Wheelhouse is a tiny "static" site scaffold. Wheelhouse lets you use ERB templates, and will minify Sass and JS while you work.

Development Prerequisites

  • Ruby 2 (install with brew, rbenv, ruby-install, or the like)
  • Bundler (gem install bundler)
  • Heroku Toolbelt

Starting a New Project

Download this repo as a zip file. Then extract it.

Rename the folder and change to it.

mv wheelhouse-master myapp
cd myapp

Create a Git repo.

git init

Install the Ruby dependencies with bundler:

bundle install --path ./vendor/bundle

Provide some environment settings, which live in .env

echo "RACK_ENV=development" >> .env
echo "WEB_CONCURRENCY=1" >> .env
echo "PORT=8080" >> .env

Start the server:

foreman start

You can now develop on http://0.0.0.0:8080. Minified FE assets are built while you work. Hit Ctrl+C to stop the server.

Deploying to Heroku

Commit your work:

git add --all
git commit -m "Initial commit"

Deploy it to Heroku:

heroku apps:create
heroku addons:add memcachier:dev
heroku config:set RACK_ENV=production PUMA_WORKERS=4
git push heroku master
heroku open

More About The Project Structure

public is the site root for all things like favicon.ico and friends. Files in public are served verbatim.

templates/index is the document root for HTML views.

Image assets live in /assets/images and are available to HTML at /assets/

Sass lives in /assets/stylesheets/ and it is built and minified for HTML at /assets/.

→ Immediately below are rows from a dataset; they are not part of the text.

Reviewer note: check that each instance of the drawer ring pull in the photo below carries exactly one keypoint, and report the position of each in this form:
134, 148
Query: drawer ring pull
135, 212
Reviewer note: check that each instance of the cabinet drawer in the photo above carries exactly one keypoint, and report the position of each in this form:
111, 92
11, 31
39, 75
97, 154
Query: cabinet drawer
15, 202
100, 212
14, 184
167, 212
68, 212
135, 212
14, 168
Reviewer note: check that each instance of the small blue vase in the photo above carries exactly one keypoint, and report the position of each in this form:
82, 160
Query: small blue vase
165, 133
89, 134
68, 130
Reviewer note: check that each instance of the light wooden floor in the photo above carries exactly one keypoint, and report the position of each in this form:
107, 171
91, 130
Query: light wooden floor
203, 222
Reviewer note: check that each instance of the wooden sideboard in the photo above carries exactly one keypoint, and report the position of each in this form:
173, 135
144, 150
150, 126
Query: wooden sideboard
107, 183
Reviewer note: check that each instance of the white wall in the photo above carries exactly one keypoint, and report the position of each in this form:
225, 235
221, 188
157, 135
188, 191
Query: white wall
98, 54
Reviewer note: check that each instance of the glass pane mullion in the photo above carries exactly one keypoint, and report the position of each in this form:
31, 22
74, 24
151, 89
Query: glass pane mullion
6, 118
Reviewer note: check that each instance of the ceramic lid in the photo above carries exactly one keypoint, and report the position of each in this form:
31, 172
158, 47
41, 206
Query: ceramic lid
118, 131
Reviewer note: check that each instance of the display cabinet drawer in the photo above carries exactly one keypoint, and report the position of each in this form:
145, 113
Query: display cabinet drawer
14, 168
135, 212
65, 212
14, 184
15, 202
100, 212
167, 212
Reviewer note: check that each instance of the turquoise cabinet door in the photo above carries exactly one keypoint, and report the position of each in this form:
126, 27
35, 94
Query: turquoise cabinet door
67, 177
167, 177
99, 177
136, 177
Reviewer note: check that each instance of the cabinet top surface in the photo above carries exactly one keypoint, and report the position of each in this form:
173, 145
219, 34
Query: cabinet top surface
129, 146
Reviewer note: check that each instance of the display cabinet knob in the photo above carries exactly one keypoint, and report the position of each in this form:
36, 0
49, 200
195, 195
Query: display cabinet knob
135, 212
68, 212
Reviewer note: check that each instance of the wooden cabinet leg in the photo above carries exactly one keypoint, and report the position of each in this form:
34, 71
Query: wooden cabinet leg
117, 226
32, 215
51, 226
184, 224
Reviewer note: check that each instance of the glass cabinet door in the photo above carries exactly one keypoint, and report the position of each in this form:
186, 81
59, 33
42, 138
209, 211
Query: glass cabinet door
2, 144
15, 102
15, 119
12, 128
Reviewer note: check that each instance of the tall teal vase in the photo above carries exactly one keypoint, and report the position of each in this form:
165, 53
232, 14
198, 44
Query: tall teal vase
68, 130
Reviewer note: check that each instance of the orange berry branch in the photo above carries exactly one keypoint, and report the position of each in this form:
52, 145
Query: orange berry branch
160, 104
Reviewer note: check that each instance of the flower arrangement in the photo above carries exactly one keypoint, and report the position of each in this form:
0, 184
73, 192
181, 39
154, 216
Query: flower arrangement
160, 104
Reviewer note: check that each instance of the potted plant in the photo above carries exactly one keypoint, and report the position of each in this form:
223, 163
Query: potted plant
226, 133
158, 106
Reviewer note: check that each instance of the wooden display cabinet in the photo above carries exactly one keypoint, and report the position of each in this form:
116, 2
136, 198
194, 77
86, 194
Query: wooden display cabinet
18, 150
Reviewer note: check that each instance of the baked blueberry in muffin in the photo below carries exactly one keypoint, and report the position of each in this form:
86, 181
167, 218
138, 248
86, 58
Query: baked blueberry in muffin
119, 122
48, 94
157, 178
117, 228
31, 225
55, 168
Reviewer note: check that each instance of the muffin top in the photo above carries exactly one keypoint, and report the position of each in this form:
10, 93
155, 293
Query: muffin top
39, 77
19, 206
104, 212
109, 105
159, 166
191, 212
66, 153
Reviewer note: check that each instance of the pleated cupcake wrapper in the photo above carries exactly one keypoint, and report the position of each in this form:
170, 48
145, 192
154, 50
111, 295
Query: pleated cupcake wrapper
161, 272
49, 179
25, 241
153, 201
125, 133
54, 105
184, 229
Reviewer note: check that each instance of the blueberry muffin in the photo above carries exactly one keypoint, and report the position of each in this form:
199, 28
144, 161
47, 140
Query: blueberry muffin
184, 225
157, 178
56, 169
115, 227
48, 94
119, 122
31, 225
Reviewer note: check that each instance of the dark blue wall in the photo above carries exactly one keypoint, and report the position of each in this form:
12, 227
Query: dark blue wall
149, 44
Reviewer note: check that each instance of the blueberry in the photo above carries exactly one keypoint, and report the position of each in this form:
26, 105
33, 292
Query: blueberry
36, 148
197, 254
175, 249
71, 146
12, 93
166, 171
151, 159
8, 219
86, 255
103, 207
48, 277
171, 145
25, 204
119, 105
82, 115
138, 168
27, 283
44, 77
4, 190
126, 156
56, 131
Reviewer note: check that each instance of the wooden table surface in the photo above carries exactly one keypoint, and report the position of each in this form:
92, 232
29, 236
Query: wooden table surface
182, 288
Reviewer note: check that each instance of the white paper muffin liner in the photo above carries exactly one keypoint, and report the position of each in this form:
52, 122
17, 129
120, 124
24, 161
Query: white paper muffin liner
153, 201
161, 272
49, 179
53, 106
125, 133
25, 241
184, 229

The JavaScript lives in /assets/javascripts/ and it is built and minified for HTML at /assets/.

Using ERB

You have Ruby and a basic templating system available to you. You can factor out reusable HTML code into templates, and include it as a partial.

<h1>Page Title</h1>
<%= render "shared/header" %>

Ruby can save you a lot of FE time, vis-à-vis repletion and random content generation. For example, you can repeat parts of code:

<% 5.times do %>
  <li>My list item</li>
<% end %>

Or use a random string on each page load:

<h2><%= ["Sollicitudin", "Consectetur", "Sem"].sample %></h2>

Also check out the documentation for Sprockets

HTTP Basic Auth

Specify the credentials in the Heroku config, and you’re all set. Visitors will be required to enter the specified username and password to view the site.

heroku config:set HTTP_USERNAME=username HTTP_PASSWORD=password
heroku open

Force visitors onto a specific domain

Specify the domain in the Heroku config, and you’re all set. Visitors will be 301-redirected onto the correct domain.

heroku domains:add www.example.com
heroku config:set DOMAIN=www.example.com
heroku open

Force TLS/HTTPS

Set the FORCE_HTTPS environment variable.